With the summer season of sports including beach volleyball and cricket about to begin it might be timely to discuss a common cause of knee pain in athletes, patella tendinopathy. Patella tendinopathy is defined as “pain and dysfunction in the patella tendon” (Rudavsky & Cook, 2014). The patella tendon is found between the knee cap and the bony prominence on the front of the tibia or leg bone. This tendon is activated and loaded in sports involving jumping such as basketball, volleyball and football and in running sports which require quick alterations in direction like cricket. The age range for patella tendinopathy is usually 13-50(Rudavsky & Cook, 2014).
Pain in patella tendinopathy is usually at the attachment of the tendon to the bottom of the knee cap but pain at the attachment of the quadriceps muscle in the thigh to the top of the knee cap can also occur as can pain at the attachment of the tendon to the bony prominence on the tibia or leg bone.
Cook and Purdam (2009) have described a theory for tendon injury involving a continuum depending on the frequency, intensity and amount of load put on the tendon through training.
Initially an athlete may overload the tendon by training harder, more often or for longer than normal. This results in a reaction of the tendon cells by swelling and thickening to try and increase the stiffness of the tendon and to reduce the stress on the tendon. If adequate rest is given after this training the tendon can return to normal ( Cook & Purdam, 2009).
If training load continues by training frequently, for long periods or with heavy loads the tendon may go into a state of disrepair with the normal aligned collagen tissue being disrupted and an increase in protein production occurring within the tendon cells or tenocytes ( Cook & Purdam, 2009).
Finally, if training continues to be frequent, long or heavy the tendon can become degenerative where some of the tendon cells die. With ultrasound imaging this can look like an area of darkness in the tendon. Here a donut analogy might be useful and is commonly used to describe the fact that there are intact tendon cells that surround an area of tendon cells that have died as a result of being damaged. Cell death occurs in part due to the internal cell structure being disrupted and traumatised ( Cook & Purdam, 2009).
There are risk factors that might increase the risk of patella tendinopathy including gender, with males being four times as likely to get patella tendonitis as females, tightness or decreased length of the thigh muscles (quadriceps and hamstrings) and calf muscles (gastrocnemius and soleus), increased waist circumference, decreased foot arch and factors relating to height, weight, lower limb alignment and leg length ( Cook & Purdam, 2009).

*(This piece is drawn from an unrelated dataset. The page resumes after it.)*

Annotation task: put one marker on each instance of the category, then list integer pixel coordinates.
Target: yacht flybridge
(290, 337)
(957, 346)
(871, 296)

Treatment and rehabilitation for this condition will depend on the stage of the tendon pathology (reactive, disrepair or degenerative) but usually includes adapting the load on the tendon by altering training frequency, volume and or intensity as well as modifying risk factors where possible and controlled retraining the tendon to withstand loads before return to full activity ( Cook & Purdam, 2009) (Rudavsky & Cook, 2014).
For more information see
1. Rudavsky J, Cook J. Physiotherapy management of patella tendonitis (jumper’s knee). Journal of Physiotherapy. 2014; 60: 122-129.
2. Cook J, Purdam. Is tendon pathology a continuum? A pathology model to explain the clinical presentation of load-induced tendinopathy. Br J Sports Med. 2009; 43: 409-416.